The author thanks Dr. Ben Davies and two anonymous reviewers for their comments on earlier versions of the manuscript, and the Uehiro Foundation for Practical Ethics for funding this research.

References

Footnotes

  • Contributors JP is the sole author.

  • Funding The Uehiro Foundation for Practical Ethics funded the research for this paper.

  • Competing interests None declared.

  • Provenance and peer review Not commissioned; externally peer reviewed.

  • I thank an anonymous reviewer for raising this point.

  • For alternative criteria for Life Insurance, see Rothstein.10 Rothstein suggests that there must be ‘a lack of family history’ if a GTR is to provide useful information for insurers. However, this seems too strong—GTRs may provide accurate information that may usefully supplement information from a family history, and family history may even provide the justification for the performance of the test in the first place. I thank the reviewers for urging greater clarity on these criteria.

  • In terming this a principle of equity, I follow others in the literature in inferring ‘equity’ in a sense that distinguishes equity from all things considered fairness and impartiality.
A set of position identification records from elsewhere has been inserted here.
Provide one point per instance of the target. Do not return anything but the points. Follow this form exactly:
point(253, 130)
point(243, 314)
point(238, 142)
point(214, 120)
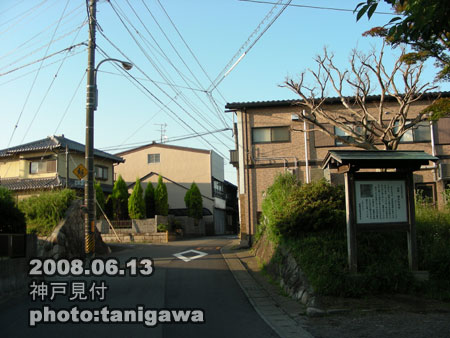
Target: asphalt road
point(204, 283)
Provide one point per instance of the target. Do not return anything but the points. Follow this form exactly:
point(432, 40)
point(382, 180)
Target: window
point(153, 158)
point(345, 135)
point(101, 173)
point(426, 191)
point(218, 190)
point(421, 133)
point(270, 135)
point(42, 166)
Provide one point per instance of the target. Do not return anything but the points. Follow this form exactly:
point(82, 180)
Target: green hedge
point(12, 220)
point(43, 212)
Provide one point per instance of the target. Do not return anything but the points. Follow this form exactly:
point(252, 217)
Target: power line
point(39, 34)
point(51, 83)
point(169, 140)
point(238, 56)
point(68, 49)
point(157, 100)
point(312, 7)
point(34, 82)
point(191, 52)
point(35, 70)
point(151, 61)
point(181, 58)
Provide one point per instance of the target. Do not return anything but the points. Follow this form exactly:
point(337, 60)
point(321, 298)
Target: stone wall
point(190, 226)
point(159, 237)
point(67, 239)
point(14, 271)
point(282, 264)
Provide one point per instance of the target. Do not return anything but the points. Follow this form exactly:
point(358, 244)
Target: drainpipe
point(306, 148)
point(248, 180)
point(433, 152)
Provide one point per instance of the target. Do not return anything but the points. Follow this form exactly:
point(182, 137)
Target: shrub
point(43, 212)
point(161, 198)
point(162, 227)
point(313, 207)
point(291, 209)
point(100, 197)
point(12, 220)
point(149, 200)
point(274, 203)
point(433, 238)
point(136, 205)
point(194, 202)
point(120, 199)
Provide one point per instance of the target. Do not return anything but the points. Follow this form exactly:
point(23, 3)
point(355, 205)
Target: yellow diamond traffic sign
point(80, 171)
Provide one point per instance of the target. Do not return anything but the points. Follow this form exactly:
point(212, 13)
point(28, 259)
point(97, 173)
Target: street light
point(91, 106)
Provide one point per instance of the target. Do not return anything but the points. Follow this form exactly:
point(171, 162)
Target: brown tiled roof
point(28, 184)
point(161, 145)
point(18, 184)
point(55, 142)
point(330, 100)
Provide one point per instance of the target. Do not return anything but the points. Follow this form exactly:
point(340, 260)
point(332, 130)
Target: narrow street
point(203, 283)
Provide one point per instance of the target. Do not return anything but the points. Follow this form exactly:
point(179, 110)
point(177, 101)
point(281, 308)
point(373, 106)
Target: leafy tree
point(149, 199)
point(12, 220)
point(194, 202)
point(422, 24)
point(136, 205)
point(365, 125)
point(161, 198)
point(120, 199)
point(100, 197)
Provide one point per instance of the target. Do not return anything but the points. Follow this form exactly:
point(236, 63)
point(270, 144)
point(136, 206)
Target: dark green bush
point(12, 220)
point(161, 198)
point(136, 204)
point(291, 209)
point(433, 242)
point(100, 197)
point(194, 202)
point(162, 227)
point(120, 199)
point(313, 207)
point(274, 204)
point(149, 200)
point(43, 212)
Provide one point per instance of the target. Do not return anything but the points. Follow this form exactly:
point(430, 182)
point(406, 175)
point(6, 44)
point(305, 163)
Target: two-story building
point(180, 167)
point(49, 163)
point(270, 138)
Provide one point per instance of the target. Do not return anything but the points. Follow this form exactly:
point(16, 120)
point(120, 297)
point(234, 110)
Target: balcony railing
point(234, 159)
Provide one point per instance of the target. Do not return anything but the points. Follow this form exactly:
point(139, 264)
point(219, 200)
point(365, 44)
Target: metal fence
point(126, 224)
point(13, 245)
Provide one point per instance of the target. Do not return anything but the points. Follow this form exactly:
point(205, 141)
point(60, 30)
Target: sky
point(180, 49)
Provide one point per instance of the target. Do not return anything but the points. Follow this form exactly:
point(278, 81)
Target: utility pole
point(67, 166)
point(89, 221)
point(162, 130)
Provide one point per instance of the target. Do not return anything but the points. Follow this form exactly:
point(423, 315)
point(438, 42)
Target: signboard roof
point(377, 159)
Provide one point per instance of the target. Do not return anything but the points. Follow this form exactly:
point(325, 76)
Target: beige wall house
point(179, 167)
point(30, 168)
point(269, 140)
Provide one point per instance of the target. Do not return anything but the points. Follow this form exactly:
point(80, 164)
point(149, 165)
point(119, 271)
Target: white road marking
point(188, 259)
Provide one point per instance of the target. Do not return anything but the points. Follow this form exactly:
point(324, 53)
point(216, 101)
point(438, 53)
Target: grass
point(382, 259)
point(43, 212)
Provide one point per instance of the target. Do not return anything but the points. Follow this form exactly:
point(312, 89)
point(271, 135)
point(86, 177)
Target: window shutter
point(323, 140)
point(442, 129)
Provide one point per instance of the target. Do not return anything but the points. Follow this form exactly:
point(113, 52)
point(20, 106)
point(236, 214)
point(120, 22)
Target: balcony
point(234, 159)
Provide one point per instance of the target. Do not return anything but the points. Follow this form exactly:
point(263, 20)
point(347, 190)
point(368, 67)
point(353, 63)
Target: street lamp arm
point(125, 64)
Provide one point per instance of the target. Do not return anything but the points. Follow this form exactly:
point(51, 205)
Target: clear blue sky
point(127, 115)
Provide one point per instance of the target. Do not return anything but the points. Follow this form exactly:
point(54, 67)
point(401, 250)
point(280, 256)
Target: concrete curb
point(261, 300)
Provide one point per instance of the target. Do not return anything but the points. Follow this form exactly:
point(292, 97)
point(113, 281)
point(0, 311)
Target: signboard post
point(379, 200)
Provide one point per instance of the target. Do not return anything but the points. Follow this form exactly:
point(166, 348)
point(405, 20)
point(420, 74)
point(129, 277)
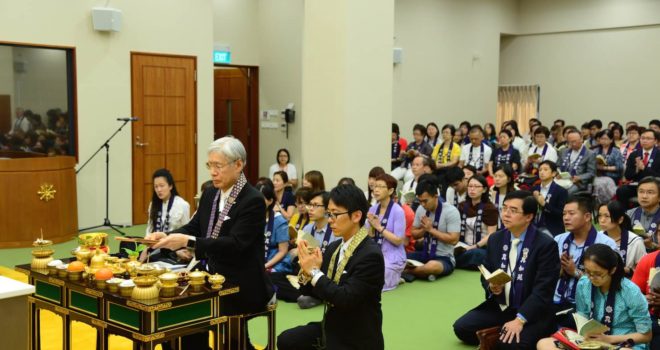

See Godard et al.30 The sense I infer is familiar from the use of the term in financial contexts to refer to the value of a company owned by shareholders.

  • Some have questioned the exhaustiveness of Parfit’s distinction between telic and deontic egalitarianism. See Mason, Scanlon, O’Neill.17 31 32

  • I thank an anonymous reviewer for raising this point.

  • Some egalitarians reject the claim that the levelling down objection is a sufficient basis to reject their view. See Mason, Equality.17 33

  • Although it may be surprising to think of utilitarianism as a principle of justice, it is fundamentally a view about the morally right way to distribute benefits and burdens.

  • I thank an anonymous reviewer for urging me to clarify this point.